De la catalogación del cuerpo de Elisa dependía su grado de libertad, su posibilidad de amar y ser amada, su esperanza para cumplir sus sueños y ser lo feliz que podemos llegar a ser cualquiera de nosotros. “Para ellas, Elisa y Marcela, sus decisiones empezaban y acababan en casarse o no con un hombre y, a partir de ahí, el contrato sexual que respaldaban las leyes civiles establecería el fin de su autonomía personal, si es que alguna vez la tuvieron. Quizá ese breve periodo de tiempo en el que pudieron estudiar lejos de la familia y trabajar como maestras, les permitió saborear un adelanto de lo que sería tener una vida propia y poder tomar decisiones. Por desgracia, sería un falso adelanto, unas raras vacaciones entre su papel de hijas, esposas y madres, que sólo algunas mujeres valientes y en condiciones muy concretas pudieron mantener, es decir, siempre que dieran con cómplices del otro sexo, tuviesen rentas de las que mantenerse y, por supuesto, no hicieran ostentación de la posibilidad de su libertad”, explica Pardo.
Nada de esto poseían Marcela y Elisa, que se tuvieron que agarrar a ser cómplices mutuas.
“Cuando los médicos confirmaron que Elisa era mujer, no ratificaron un hecho físico, sino todas las obligaciones y todas las prohibiciones que según nuestra clasificación biológica como hombres y mujeres se nos imponen al nacer como una segunda naturaleza: la forma de vestir, andar, comportarse, sentir, los sueños por cumplir, la posibilidad de estudiar, trabajar, tener autonomía económica, conducir, votar, divorciarse, ejercer unos derechos o no. Unos privilegios u otros”, se extiende la experta en feminismo.
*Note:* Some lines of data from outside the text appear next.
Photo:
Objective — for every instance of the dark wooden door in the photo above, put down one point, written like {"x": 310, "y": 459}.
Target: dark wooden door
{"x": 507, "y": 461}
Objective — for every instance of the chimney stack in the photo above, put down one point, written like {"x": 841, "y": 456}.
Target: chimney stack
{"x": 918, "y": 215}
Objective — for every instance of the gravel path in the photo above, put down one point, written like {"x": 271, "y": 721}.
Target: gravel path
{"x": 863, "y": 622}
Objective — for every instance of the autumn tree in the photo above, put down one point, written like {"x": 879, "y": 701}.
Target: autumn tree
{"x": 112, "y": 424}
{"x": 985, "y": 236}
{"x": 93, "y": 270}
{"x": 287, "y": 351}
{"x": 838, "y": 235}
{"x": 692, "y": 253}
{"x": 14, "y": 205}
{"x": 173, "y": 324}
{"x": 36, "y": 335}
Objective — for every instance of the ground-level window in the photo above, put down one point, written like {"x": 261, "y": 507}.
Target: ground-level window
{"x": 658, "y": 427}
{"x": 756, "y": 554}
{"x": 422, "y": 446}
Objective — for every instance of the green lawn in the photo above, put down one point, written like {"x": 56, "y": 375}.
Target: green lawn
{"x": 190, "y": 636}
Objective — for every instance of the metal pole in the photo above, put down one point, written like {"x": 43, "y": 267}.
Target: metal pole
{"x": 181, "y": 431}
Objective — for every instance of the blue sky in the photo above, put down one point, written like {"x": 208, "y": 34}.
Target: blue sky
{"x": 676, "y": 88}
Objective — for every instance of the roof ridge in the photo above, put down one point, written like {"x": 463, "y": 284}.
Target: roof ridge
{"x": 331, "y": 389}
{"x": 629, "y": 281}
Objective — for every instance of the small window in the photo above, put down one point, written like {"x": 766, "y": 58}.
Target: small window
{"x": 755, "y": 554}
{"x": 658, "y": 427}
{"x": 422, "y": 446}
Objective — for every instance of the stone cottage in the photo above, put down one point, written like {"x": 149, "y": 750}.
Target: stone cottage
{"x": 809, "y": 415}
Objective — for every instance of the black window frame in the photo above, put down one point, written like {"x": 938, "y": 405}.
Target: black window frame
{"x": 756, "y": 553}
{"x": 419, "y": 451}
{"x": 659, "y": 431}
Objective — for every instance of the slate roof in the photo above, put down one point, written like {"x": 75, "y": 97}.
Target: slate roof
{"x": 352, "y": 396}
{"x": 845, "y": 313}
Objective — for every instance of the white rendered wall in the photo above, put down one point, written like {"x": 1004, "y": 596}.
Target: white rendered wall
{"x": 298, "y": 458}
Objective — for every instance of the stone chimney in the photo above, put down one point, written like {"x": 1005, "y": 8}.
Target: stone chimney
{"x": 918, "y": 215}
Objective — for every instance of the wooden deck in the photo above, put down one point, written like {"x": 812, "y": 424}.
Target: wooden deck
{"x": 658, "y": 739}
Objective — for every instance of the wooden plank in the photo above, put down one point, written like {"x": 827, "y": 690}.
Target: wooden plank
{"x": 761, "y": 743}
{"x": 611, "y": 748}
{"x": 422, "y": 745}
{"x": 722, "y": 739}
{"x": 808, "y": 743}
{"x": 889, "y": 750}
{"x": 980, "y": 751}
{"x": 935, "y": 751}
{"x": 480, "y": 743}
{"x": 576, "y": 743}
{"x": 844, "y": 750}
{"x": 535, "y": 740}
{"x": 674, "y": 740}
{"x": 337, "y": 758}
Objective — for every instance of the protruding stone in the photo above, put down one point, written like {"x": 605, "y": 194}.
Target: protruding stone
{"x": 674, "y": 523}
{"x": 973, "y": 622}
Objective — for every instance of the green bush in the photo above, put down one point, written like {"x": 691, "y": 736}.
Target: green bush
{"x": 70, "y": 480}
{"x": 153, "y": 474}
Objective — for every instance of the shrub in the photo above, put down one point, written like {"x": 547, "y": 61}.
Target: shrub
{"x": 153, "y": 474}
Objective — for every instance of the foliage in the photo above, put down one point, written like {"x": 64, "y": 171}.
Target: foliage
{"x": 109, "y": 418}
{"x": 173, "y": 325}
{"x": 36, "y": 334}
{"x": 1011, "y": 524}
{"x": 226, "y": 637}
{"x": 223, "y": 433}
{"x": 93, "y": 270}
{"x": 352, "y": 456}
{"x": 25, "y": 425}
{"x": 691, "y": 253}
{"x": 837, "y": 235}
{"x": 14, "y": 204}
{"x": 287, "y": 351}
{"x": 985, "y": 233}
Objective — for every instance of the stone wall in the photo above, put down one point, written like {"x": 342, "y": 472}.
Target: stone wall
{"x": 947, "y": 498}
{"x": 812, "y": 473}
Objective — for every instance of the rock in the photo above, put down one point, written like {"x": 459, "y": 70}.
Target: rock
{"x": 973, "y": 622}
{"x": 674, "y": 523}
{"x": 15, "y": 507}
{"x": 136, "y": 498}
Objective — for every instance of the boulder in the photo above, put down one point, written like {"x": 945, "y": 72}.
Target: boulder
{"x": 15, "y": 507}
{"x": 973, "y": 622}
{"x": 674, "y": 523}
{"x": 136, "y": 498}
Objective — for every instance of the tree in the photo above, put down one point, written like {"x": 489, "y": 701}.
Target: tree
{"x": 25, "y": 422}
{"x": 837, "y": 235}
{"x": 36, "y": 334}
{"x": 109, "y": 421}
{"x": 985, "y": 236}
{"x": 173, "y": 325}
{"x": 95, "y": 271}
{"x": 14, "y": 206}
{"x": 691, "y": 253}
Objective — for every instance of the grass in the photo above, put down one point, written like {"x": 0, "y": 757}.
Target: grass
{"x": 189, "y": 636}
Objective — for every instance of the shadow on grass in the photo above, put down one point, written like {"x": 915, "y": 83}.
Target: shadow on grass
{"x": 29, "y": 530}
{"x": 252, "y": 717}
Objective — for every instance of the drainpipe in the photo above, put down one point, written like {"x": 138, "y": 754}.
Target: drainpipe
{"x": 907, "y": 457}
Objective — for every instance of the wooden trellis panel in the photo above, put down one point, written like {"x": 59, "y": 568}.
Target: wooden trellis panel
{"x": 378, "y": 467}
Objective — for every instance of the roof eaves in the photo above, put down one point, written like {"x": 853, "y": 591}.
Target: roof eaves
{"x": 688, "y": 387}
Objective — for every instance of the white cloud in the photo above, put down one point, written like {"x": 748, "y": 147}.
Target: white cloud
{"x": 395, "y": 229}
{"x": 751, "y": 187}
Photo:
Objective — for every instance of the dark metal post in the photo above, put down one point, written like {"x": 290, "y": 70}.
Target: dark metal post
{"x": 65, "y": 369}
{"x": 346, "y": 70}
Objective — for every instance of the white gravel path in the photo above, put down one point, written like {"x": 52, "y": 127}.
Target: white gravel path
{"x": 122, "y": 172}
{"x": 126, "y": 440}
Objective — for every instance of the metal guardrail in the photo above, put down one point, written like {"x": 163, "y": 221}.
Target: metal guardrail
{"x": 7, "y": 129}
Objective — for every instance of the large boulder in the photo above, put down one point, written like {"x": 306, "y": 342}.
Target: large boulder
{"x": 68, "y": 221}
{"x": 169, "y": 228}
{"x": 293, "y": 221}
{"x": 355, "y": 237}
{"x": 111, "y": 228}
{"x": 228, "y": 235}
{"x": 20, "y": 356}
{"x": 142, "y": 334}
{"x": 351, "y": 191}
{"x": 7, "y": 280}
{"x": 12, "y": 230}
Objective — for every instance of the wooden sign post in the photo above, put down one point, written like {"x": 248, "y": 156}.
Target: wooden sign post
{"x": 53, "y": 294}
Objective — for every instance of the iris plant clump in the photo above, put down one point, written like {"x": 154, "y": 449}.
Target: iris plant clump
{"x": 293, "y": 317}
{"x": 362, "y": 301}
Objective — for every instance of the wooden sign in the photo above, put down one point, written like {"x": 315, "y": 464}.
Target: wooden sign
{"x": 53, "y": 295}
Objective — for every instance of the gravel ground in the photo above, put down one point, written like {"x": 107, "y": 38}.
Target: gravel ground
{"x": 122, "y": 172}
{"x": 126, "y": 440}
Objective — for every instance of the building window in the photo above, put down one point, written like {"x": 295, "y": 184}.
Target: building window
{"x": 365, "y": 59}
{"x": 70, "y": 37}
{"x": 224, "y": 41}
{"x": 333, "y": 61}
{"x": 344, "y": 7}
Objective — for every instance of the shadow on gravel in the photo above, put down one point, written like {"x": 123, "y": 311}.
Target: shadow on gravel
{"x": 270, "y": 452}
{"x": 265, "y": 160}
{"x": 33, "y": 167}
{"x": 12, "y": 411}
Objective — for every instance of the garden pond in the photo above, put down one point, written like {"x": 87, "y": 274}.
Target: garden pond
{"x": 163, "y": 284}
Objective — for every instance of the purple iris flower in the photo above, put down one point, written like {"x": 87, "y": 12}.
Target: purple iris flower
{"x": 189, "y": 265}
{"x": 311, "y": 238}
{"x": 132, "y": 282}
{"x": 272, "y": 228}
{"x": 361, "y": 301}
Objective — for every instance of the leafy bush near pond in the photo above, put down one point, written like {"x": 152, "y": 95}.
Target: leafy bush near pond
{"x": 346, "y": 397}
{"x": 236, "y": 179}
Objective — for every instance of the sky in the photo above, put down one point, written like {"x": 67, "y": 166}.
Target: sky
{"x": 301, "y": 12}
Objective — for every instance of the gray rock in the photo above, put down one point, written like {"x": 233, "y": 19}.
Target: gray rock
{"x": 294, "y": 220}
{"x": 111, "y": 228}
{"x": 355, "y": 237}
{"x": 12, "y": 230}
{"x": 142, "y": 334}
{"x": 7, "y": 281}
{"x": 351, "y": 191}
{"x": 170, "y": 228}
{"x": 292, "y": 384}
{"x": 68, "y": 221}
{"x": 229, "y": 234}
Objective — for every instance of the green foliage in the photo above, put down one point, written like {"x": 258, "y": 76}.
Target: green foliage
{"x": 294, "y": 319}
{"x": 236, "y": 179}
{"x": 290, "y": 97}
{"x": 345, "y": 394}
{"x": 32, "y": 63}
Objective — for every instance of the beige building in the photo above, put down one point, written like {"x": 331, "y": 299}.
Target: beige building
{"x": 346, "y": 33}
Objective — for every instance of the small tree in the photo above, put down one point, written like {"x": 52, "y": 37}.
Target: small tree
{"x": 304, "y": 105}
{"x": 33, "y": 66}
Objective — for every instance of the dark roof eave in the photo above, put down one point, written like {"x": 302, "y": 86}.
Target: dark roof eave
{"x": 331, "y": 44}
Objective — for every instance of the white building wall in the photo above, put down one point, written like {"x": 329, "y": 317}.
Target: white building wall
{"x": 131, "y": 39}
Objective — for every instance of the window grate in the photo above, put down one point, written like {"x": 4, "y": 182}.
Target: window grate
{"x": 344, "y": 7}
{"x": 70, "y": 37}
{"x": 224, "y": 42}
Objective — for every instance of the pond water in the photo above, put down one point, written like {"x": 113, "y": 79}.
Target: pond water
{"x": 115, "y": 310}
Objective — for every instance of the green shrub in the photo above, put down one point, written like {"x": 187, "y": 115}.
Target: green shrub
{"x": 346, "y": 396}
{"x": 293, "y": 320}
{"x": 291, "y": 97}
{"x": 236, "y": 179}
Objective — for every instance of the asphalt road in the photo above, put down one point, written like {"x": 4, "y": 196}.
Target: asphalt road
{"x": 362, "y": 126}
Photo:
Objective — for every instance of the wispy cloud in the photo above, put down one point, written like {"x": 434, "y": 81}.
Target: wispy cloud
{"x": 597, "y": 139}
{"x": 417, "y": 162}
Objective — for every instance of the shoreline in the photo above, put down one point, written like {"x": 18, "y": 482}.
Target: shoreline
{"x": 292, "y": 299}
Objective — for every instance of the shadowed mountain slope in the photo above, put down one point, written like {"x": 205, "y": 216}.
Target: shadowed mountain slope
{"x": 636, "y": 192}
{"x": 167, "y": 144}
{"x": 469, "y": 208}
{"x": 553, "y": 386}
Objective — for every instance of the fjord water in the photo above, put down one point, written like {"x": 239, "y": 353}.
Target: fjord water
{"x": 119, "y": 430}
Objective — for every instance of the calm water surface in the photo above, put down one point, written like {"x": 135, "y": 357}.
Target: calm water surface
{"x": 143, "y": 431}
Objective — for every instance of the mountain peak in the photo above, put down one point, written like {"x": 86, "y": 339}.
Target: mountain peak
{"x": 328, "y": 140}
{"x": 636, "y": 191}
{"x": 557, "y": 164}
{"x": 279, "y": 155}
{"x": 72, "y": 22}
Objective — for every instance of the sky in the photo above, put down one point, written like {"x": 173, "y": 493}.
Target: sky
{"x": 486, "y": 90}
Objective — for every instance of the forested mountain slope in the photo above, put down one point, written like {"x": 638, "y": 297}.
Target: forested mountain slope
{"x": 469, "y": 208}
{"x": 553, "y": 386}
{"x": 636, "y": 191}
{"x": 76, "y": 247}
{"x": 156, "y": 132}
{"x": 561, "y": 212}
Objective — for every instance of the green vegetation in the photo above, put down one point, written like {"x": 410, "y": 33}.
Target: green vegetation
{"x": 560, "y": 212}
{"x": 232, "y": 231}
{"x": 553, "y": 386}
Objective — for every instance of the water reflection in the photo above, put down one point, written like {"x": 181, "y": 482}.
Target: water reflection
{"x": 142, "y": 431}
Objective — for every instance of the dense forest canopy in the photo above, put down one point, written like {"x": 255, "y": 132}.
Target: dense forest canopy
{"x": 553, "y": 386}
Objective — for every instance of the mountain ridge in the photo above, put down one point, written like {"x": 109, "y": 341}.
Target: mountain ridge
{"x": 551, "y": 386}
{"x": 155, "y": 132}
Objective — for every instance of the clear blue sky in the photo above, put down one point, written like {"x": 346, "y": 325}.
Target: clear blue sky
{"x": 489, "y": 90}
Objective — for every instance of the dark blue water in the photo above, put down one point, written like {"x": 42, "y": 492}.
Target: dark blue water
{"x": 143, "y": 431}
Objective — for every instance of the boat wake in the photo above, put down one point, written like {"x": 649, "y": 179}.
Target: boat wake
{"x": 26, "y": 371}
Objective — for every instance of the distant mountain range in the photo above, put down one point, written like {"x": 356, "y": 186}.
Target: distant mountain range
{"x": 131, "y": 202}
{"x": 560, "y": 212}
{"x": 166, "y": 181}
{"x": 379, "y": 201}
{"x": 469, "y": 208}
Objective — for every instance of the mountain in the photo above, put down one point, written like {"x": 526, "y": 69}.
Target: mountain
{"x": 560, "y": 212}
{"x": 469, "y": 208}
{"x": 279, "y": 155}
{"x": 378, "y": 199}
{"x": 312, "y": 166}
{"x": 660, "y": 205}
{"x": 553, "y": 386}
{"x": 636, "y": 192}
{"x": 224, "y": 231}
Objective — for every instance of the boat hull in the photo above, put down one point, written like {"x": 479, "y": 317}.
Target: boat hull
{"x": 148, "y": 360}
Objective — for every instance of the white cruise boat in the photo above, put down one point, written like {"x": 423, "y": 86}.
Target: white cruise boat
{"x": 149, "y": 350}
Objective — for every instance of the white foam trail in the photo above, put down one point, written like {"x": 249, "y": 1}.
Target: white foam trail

Pero eso ni Elisa ni Marcela lo podían analizar en aquel momento. Ellas simplemente batallaron por la supervivencia de un amor prohibido. Estos razonamientos los harían los estudios feministas décadas después, cuando distinguieron sexo y género. “Este último, el género y todo su lastre ideológico y discriminatorio, y no el sexo, es lo que negó la libertad a estas dos mujeres. Porque nada cambiaba una vez descubierto el engaño, excepto que otros, además de las implicadas, conocían que Elisa no tenía cuerpo de hombre. De no haberse desvelado el secreto, una mujer con ropa de hombre hubiera sido capaz de disfrutar de la libertad, por mucho que las leyes de la época la declarasen incapaz, y esto era muy peligroso, como todo ejemplo de transgresión”.
Más allá del admirable ejemplo de valor que nos han proporcionado, yo me quedo –como De Gabriel, los lectores del libro y los futuros espectadores de la película– con la frustración de no poder conocer el final de la historia de Elisa y Marcela. Pero, en realidad, qué importa hoy. La ausencia de final no desmerece en absoluto esta historia. Elisa y Marcela, aún sin buscarlo, se han convertido en un referente, en un ejemplo para otras mujeres que más tarde decidieron plantar cara al virus de la “normalidad” que la sociedad se empeñaba en inocular. Esa mirada que recoge la foto de recién casadas tomada por el fotógrafo Sellier hace 117 años quizá no nos proyecte la imagen de una victoria, pero sí un anhelo de justicia. Y de libertad.